La sua opera come segretario generale agli Interni risultò poco incisiva ed efficace, sia per una certa mancanza di volontà politica da parte di Mussolini nel sostituire con elementi fascisti gli alti gradi della burocrazia dello Stato (per esempio i prefetti), sia per la difficile situazione in cui venne a trovarsi per l'ostilità dello stretto entourage di Mussolini insediatosi intorno al Viminale. Questa ostilità culminò quando, traendo anche occasione dalle profonde divisioni provocate nell'interno del fascismo dalla polemica revisionista (caso Rocca), il B. si vide costretto a dare le proprie dimissioni dalla segreteria del partito.
Il B. fece parte quindi della cosiddetta "pentarchia", incaricata di redigere il "listone" per le elezioni politiche dell'aprile 1924, nelle quali fu eletto deputato per la circoscrizione calabro-lucana.
Significativo, ai fini della comprensione della sua evoluzione politica, specialmente dopo il suo allontanamento dalla segreteria del partito, fu il discorso che tenne di fronte agli elettori di Cosenza. Dopo aver premesso che la marcia su Roma era stata compiuta per la nazione intera, l'oratore dichiarava che il fascismo doveva prepararsi a perdere, almeno in prospettiva, i suoi rigidi contorni di partito, in vista di una più proficua collaborazione con i partiti "nazionali", e per un più rapido processo di fusione tra sé ed il paese.

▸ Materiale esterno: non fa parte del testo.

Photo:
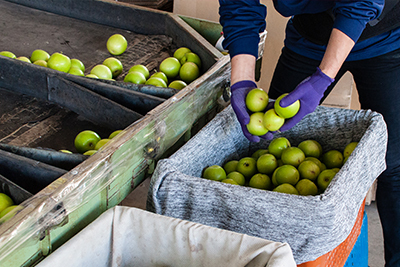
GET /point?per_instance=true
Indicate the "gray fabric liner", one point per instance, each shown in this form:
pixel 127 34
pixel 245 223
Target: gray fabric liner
pixel 311 225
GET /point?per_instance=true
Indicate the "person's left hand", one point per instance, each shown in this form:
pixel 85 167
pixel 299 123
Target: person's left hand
pixel 309 92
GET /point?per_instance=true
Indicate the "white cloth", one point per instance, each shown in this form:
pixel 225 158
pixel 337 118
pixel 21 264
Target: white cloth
pixel 125 236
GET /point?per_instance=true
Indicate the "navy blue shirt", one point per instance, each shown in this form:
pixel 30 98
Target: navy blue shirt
pixel 351 18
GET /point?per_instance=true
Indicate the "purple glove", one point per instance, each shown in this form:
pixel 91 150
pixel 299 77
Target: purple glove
pixel 309 92
pixel 238 101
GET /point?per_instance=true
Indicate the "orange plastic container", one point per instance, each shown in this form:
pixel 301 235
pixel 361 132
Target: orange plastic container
pixel 338 256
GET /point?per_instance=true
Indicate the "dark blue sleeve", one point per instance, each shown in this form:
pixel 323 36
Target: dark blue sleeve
pixel 351 16
pixel 242 23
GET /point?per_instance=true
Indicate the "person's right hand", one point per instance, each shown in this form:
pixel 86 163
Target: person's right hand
pixel 239 92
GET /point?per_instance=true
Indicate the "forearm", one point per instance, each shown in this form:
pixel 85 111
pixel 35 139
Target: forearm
pixel 243 68
pixel 338 49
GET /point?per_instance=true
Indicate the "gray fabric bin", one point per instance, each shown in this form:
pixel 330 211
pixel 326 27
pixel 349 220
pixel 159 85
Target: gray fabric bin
pixel 311 225
pixel 125 236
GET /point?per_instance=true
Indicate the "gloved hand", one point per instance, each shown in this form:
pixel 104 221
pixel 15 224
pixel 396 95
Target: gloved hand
pixel 309 92
pixel 239 92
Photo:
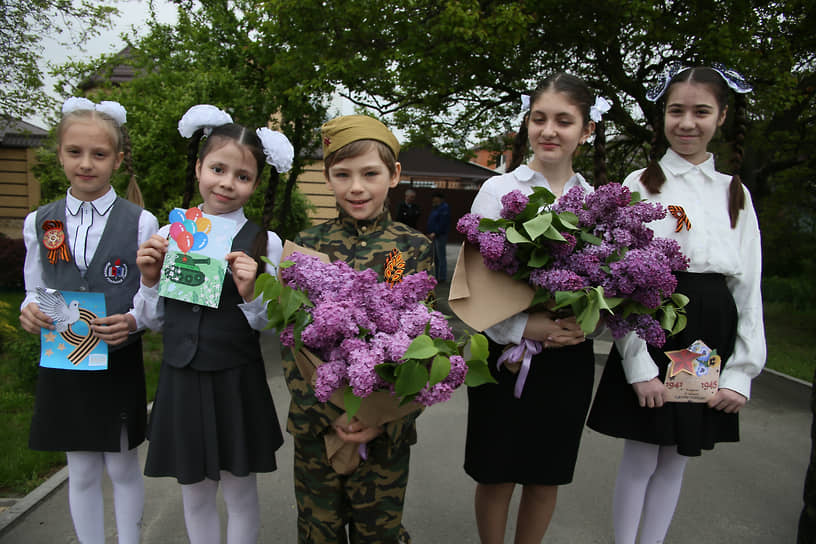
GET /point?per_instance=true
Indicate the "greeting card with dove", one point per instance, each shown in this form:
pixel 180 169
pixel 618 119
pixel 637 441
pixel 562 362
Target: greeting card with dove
pixel 71 345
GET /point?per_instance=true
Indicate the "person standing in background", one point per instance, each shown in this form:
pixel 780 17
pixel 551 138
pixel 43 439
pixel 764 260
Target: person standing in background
pixel 438 222
pixel 409 211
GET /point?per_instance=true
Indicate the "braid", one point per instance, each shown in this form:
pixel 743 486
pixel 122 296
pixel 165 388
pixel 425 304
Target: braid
pixel 134 194
pixel 736 195
pixel 192 157
pixel 653 177
pixel 270 196
pixel 599 155
pixel 519 145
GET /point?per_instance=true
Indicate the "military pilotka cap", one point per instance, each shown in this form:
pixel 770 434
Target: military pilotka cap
pixel 343 130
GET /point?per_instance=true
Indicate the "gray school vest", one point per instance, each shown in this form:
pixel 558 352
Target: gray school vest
pixel 209 339
pixel 112 270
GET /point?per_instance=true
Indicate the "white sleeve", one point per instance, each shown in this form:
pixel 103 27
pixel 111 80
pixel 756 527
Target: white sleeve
pixel 148 226
pixel 255 310
pixel 748 358
pixel 32 270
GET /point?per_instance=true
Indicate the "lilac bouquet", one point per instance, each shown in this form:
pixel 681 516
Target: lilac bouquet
pixel 369 335
pixel 590 252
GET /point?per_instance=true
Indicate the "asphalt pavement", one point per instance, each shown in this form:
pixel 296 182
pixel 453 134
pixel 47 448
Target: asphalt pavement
pixel 747 492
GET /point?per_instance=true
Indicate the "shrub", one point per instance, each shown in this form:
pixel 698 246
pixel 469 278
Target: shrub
pixel 12 255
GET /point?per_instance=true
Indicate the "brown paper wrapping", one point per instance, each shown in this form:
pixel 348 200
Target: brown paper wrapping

Il 14 maggio rassegnò le dimissioni dalla carica di segretario generale del ministero degli Interni per incompatibilità con quella di deputato. Contemporaneamente, in qualità di membro della commissione incaricata di elaborare la riforma del regolamento della Camera, presentò un progetto che prevedeva, tra l'altro, una procedura abbreviata per le discussioni parlamentari, allo scopo evidente di restringere le funzioni del parlamento. Il 3 giugno, in risposta al discorso della Corona, si fece portavoce della volontà normalizzatrice del governo. Fatto oggetto di una campagna scandalistica da parte degli stessi gruppi fascisti del Viminale, il B. se ne lamentò con Mussolini in una lettera del 16 giugno, accusando quest'ultimo di averla favorita (Arch. Centrale dello Stato,Carte M. B. (1923-25), b. 1).
Il momento in cui la lettera fu scritta - contemporaneo al clima di estrema tensione, di paure e di accuse reciproche che si era creato ai vertici del fascismo in seguito al delitto Matteotti - fa supporre che il B. cercasse di profittare della situazione per riacquistare la fiducia, eclissatasi negli ultimi tempi, di Mussolini, ricordandogli le proprie benemerenze e il suo contributo al successo del fascismo. Stando agli avvenimenti dei mesi successivi, non pare tuttavia che l'avance ottenesse i risultati sperati. Ciò spiegherebbe almeno in parte le notizie diffuse dalla stampa, alla fine del mese di dicembre, di un pronunciamento dissidente capeggiato dal Bianchi.
Il 31 ott. 1925, nominato alla carica di sottosegretario di Stato ai Lavori pubblici, il B. rivolse gran parte della propria attività al potenziamento economico della Calabria. Trasferito il 13 marzo 1928 al sottosegretariato del ministero dell'Interno, partecipò all'attuazione già in corso dell'ordinamento podestarile, alla riforma dello stato giuridico dei segretari comunali, al riordinamento dell'organismo della provincia, al rinvigorimento della politica sanitaria ed assistenziale. Il 12 sett. 1929, infine, in occasione di un vasto avvicendamento ministeriale, destinato ad accentuare la "fascistizzazione" dello Stato mediante l'inclusione nel governo di fascisti della "vecchia guardia", il B. (che era stato rieletto deputato) venne elevato alla carica di ministro dei Lavori Pubblici. Ma, contemporaneamente, le sue condizioni di salute, già da tempo precarie per una grave malattia, peggiorarono irrimediabilmente. Morì a Roma il 3 febbr. 1930.
I suoi discorsi e scritti più importanti vennero pubblicati a Roma nel 1931.